Ein Becken (klar), ein Filter, eine Lichtquelle und ein Thermometer. Das war's im Kern. Kein CO2, kein UV-Klärer, kein Strömungssimulator. Garnelen sind keine High-Tech-Tiere — sie kommen aus Bächen und Gräben in Taiwan, nicht aus einem Laboraquarium.

Die Minimalausstattung hängt natürlich vom Beckenvolumen ab. Bei 20 Litern reicht ein kleiner Schwammfilter mit Luftpumpe, ein LED-Aufsatz und ein Klebethermometer an der Scheibe. Gesamtkosten? Unter 40 Euro, wenn du schlau einkaufst.

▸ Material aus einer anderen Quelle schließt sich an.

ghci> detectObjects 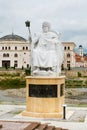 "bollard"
[62,104,67,119]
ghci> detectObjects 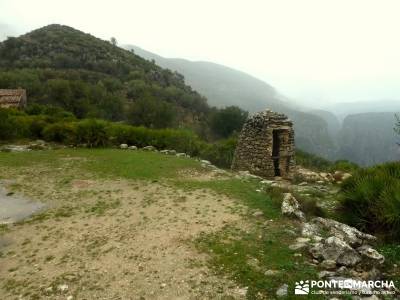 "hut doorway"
[272,129,285,176]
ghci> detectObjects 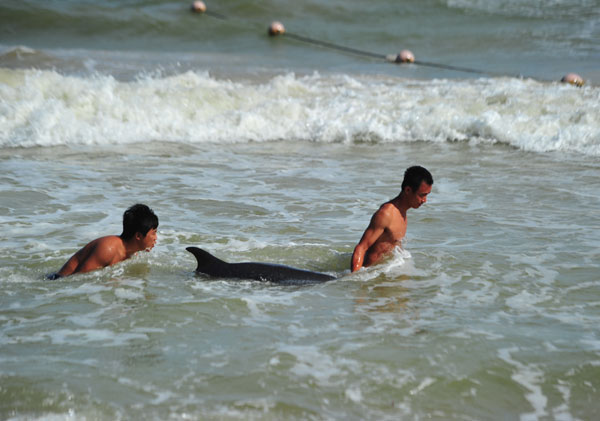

Wer mehr ausgeben will, kann das tun — aber mehr Technik bedeutet nicht automatisch gesündere Garnelen. Im Gegenteil: Jedes Gerät im Becken ist eine potenzielle Fehlerquelle. Ein Heizstab, der nachts durchdreht. Ein CO2-System, das überdosiert. Je simpler das Setup, desto weniger kann schiefgehen.

Neocaridina verzeihen viel. Aber sie verzeihen keine technischen Unfälle. Also: Erstmal klein anfangen, verstehen was passiert, dann upgraden wenn nötig. Wie du das Becken Schritt für Schritt aufbaust, zeigt der Einrichtungs-Guide.

Filter: Das Herzstück des Beckens

Ohne Filter geht es theoretisch — aber in der Praxis willst du einen haben. Der Filter ist nicht primär dafür da, Dreck aus dem Wasser zu sieben. Seine Hauptaufgabe ist die biologische Filterung: Bakterien im Filtermaterial bauen Ammoniak zu Nitrit und dann zu Nitrat ab. Ohne diesen Prozess vergiften sich deine Garnelen langsam selbst.

Technik im Garnelenbecken: Was du wirklich brauchst: Die Minimalausstattung: Weniger ist oft mehr

Für Garnelenbecken gibt es im Wesentlichen drei Optionen:

Schwammfilter mit Luftpumpe — der Klassiker. Günstig, sicher, effektiv. Die Schwammoberfläche bietet massig Platz für Bakterien, die Luftpumpe treibt Wasser durch den Schwamm und sorgt gleichzeitig für Sauerstoff. Und das Beste: Kein Garnelennachwuchs wird eingesaugt. Baby-Garnelen grasen sogar auf dem Schwamm — kostenlose Futterstelle.

Hamburger Mattenfilter (HMF) — eine Schaumstoffmatte, die das Becken teilt. Dahinter sitzt eine Pumpe oder ein Luftheber. Riesige biologische Filterleistung, quasi wartungsfrei und absolut garnelensicher. Nachteil: Nimmt Platz weg und sieht nicht jedermanns Sache aus.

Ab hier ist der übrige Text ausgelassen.